Aqui finalmente chegamos ao xis do problema. Ao delinear a ‘revolução’ monetária em curso nos EUA, vê-se que há aí muita coisa que agrada ao contingente ‘Davos’ de Wall Street: a passagem do dinheiro digital, para o dinheiro digital; Bancos Centrais que emitem dinheiro digital (embora a gangue ‘Davos’ preferisse que a emissão fosse feita por autoridade global); o fim do papel-moeda; e o sistema de transparência e controle que a digitalização pode permitir. Alguns desses fatores – como a instrumentalização política de aplicativos para smartphone – ganharam impulso considerável, com o Coronavírus.

Mas o EUA-establishment está profundamente dividido. Sim, há um poderoso componente globalista, de Wall Street, que apoia Davos; mas outros no “Estado Permanente”,[1] inclusive alguns entre os neoconservadores, prefeririam morrer num lixão, a perder a hegemonia do EUA-dólar – sob as pressões indubitáveis da atual recessão econômica. Esses tendem a apoiar a reeleição de Trump.

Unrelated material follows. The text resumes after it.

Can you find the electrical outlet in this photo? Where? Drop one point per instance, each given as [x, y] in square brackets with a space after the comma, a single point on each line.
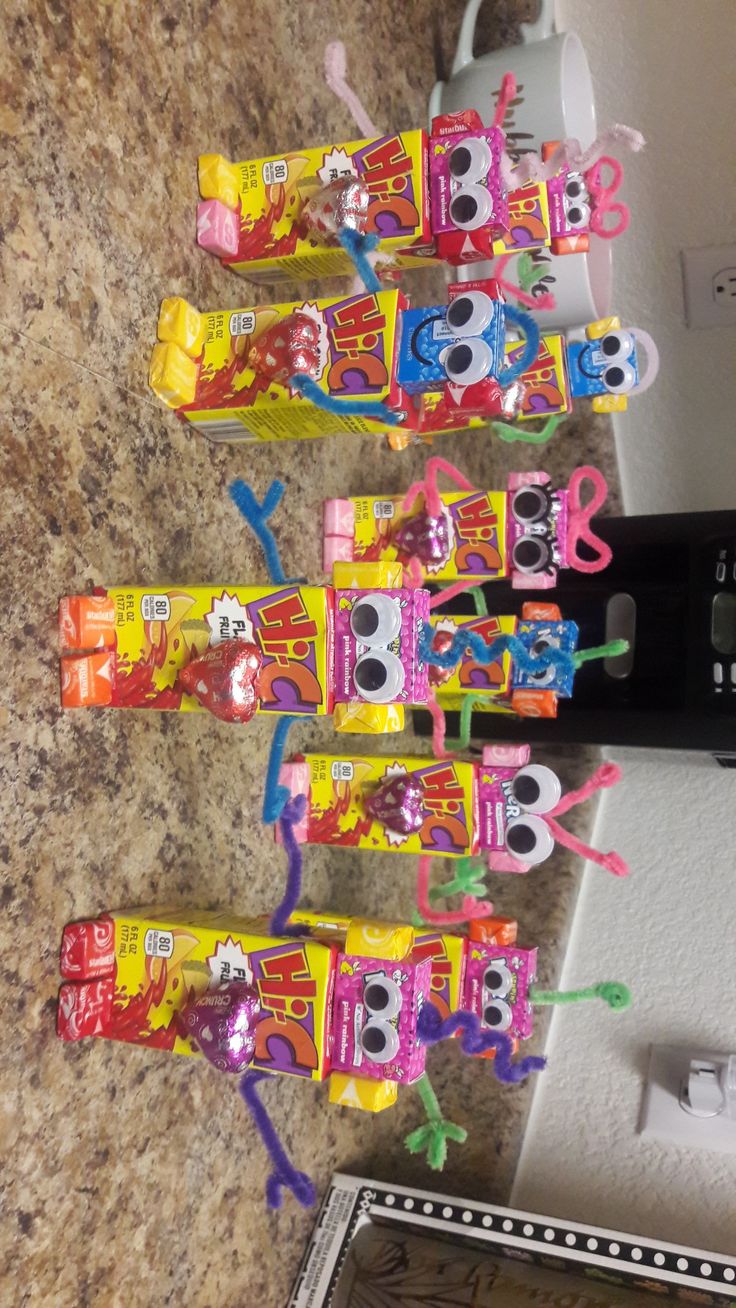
[709, 279]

Chegamos assim ao ponto em que se encaixam as últimas peças: os mercados norte-americanos de ativos estão nesse momento desligados de todos os fundamentos; são hoje regidos por um “não resista contra a narrativa”, e por medo existencial de estar “perdendo sua hora e sua vez”.

Em outras palavras: as altas do mercado de ações, completamente desancoradas, à deriva – às quais se agarram as esperanças de Trump para a reeleição – são altamente vulneráveis. Os humores podem mudar numa piscadela de qualquer emoção beligerante movida a adrenalina; e tudo pode desmanchar-se no ar. Para que aconteça, basta surgir outra narrativa.

E que narrativa seria essa? Ora, o ‘Oráculo’ de Omaha, Warren Buffet, apareceu essa semana com narrativa das mais inesperadas. Apesar de não ser conhecido como ‘mosca do ouro’, foi visto derrubando ações e comprando ouro e mineradoras de ouro. O que falta para disparar a venda em outubro, se o dólar continuar ladeira abaixo, e as taxas de juros, ladeira acima?

Mr. Soros sorriu?

[1] Ing. Deep State, frequentemente traduzido ao português do Brasil como “Estado Profundo”. Optamos pela tradução mais politizada, “Estado Permanente”, porque, afinal de contas, o tal “Estado” não é ruim por ser ‘profundo’: é ruim por ser permanente – eterno, inalcançável por eleições e quaisquer outras instituições democráticas (NTs, com informações de Brian Mier, em 247, Globalistas).